I can just imagine a police chief, an army officer or a high school principal going into a therapist and the therapist saying, "I told you what to do last week, didn't I? And you didn't listen, did you? Look at me when I am talking to you!" The client then says "But I am paying you to listen to me, not to tell me what to do! No one ever listens to me, even when I pay them to!!"
A couple of weeks ago I was at a friend's house in Peru. I was getting ready to start on a 3 hour trip. They wanted me to eat something first, but I didn't want to eat before I left. They kept insisting, as nearly everyone here seems to do, and I kept saying I didn't want to eat. Then they offered to give me some food to take with me. I said okay to this and then they started telling me they would give me rice and chicken. I told them I didn't want chicken, just rice and beans. Then they kept insisting I take some chicken with me. I kept saying "no thank you, rice is enough" and everything else I could think of to try to get them to stop pressuring me. Eventually, my friend said to his wife, "Give him some chicken." At that point I said very loudly., "NO QUIERO POLLO!", which means "I DON"T WANT CHICKEN!"
I said it with just enough of a smile so they laughed and finally got the message. But now that I think about it I almost want to cry. It is so hard here to get anyone to listen to me, understand me, respect me and accept me. I have never been in a country where they are such poor listeners. Nor have I ever been in a country where I have heard as many people shout "Eschucha!", which means "Listen!" They have to shout "escucha" because no one listens to them. Their parents don't listen, their teachers don't listen, their older brothers and sisters don't listen, their uncles and aunts and grandparents don't listen. Instead, everyone is shouting instructions and commands and orders. Come. Sit down. Eat. Take this. Run. Hurry up. (Ven. Sientate. Come. Toma.Corre. Apurate.)
The people here remind me of my cousins in New York. When I used to go to their house they would also order me around and not listen to what I want. And, like nearly everyone in Peru, they are products of the Catholic religion.
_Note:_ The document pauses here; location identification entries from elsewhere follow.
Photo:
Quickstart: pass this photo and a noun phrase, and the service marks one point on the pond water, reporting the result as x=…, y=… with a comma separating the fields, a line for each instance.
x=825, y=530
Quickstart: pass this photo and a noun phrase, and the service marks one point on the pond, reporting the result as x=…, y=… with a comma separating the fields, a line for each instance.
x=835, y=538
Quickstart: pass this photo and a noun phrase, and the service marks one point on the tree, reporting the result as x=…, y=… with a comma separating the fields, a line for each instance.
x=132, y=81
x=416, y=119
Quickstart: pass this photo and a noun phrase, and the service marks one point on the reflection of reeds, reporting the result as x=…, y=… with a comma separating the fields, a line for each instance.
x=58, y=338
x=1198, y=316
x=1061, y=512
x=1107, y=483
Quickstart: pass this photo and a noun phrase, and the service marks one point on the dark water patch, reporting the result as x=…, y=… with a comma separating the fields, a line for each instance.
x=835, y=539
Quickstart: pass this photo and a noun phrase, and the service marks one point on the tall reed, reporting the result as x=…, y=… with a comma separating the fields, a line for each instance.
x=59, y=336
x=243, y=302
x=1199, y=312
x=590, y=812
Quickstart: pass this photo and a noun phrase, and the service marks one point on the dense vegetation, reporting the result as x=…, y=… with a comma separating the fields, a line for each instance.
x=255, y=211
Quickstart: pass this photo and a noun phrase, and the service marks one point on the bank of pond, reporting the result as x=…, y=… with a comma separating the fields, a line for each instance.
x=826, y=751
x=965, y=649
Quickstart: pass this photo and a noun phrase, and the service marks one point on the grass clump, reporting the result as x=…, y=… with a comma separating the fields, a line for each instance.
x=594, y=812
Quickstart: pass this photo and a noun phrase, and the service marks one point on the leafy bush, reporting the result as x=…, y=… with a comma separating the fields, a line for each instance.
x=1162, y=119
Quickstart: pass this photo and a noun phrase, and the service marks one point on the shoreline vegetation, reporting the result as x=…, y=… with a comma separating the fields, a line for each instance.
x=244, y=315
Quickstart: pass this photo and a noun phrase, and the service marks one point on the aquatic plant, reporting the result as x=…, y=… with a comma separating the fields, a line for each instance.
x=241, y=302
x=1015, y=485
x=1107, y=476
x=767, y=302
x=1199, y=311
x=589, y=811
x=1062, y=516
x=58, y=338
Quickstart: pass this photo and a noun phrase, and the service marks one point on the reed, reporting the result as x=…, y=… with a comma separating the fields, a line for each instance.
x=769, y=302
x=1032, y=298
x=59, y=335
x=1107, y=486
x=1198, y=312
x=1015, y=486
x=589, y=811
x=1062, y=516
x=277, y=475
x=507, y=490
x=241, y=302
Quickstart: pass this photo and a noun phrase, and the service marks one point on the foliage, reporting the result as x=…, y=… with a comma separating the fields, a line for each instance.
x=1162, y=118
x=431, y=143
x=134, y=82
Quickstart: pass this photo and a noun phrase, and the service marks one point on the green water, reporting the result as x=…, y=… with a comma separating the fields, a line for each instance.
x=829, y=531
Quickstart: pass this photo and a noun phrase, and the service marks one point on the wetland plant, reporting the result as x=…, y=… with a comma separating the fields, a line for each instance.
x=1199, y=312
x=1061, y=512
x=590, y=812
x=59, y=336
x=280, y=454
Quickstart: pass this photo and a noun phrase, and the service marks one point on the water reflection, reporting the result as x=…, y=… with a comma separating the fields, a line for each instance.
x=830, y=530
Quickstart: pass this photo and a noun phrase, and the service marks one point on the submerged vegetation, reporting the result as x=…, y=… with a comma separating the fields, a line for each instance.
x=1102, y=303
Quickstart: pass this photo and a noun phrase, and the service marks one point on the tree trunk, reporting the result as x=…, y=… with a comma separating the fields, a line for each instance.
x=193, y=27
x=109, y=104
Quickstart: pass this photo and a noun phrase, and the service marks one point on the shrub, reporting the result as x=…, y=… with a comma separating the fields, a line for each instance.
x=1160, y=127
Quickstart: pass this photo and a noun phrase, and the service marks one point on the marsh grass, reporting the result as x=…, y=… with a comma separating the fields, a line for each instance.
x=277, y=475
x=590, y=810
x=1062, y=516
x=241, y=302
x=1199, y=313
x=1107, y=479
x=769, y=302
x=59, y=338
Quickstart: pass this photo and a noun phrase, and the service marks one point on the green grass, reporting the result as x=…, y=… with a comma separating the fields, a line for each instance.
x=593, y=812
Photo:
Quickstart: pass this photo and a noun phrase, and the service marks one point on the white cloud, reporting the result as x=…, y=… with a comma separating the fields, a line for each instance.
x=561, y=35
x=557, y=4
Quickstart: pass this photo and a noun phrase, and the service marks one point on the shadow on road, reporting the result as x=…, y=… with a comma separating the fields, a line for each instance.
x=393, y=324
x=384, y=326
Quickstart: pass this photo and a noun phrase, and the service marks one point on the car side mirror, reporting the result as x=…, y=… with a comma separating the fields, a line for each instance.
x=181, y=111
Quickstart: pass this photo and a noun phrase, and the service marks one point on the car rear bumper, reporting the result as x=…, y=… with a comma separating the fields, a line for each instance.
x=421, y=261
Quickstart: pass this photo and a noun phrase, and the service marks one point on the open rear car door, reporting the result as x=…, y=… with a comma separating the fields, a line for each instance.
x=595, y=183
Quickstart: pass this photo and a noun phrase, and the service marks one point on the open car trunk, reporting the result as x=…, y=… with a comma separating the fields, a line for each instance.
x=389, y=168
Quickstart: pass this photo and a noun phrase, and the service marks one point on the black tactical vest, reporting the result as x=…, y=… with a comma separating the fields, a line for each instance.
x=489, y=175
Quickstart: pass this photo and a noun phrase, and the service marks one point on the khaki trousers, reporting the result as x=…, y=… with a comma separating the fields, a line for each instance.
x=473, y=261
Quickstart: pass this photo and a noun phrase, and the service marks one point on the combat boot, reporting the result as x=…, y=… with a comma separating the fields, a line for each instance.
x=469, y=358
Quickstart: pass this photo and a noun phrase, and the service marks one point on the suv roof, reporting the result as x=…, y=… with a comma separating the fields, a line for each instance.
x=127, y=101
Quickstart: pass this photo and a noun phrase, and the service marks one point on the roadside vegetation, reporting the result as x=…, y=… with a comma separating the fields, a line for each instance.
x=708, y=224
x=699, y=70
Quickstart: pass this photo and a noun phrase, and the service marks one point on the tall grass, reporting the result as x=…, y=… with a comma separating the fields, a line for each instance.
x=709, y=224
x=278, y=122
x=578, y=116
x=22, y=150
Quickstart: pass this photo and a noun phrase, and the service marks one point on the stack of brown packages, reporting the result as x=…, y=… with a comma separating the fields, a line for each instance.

As I write this I wonder if would be possible to do a study to find out what religion produces the worst listeners in the world. I have little doubt the Catholics would be high on the list. If anyone has ever heard of such a study, please let me know. (Related story)
(This story is related to the story about my friend trying to insist I eat chicken when I didn't want to.)
Is it just a coincidence that when I visited my friend's sister's house, she also didn't respect what I told her she was serving breakfast one day? She had asked me if I wanted hot chocolate. I told her I like water with a little sugar, nothing more. She then insisted that I have some tea. I said I didn't want tea, just water and sugar. But she walked away, went to the store nearby and bought some tea and brought it to me. She put a tea bag next to my cup and there it remained since I was not going to use it. I feel sad when I think about how hard it is to find someone who respects such simple things as whether I want tea or not. But I feel more sad when I think about how few children or teenagers have parents who respect or even take into consideration what they want either.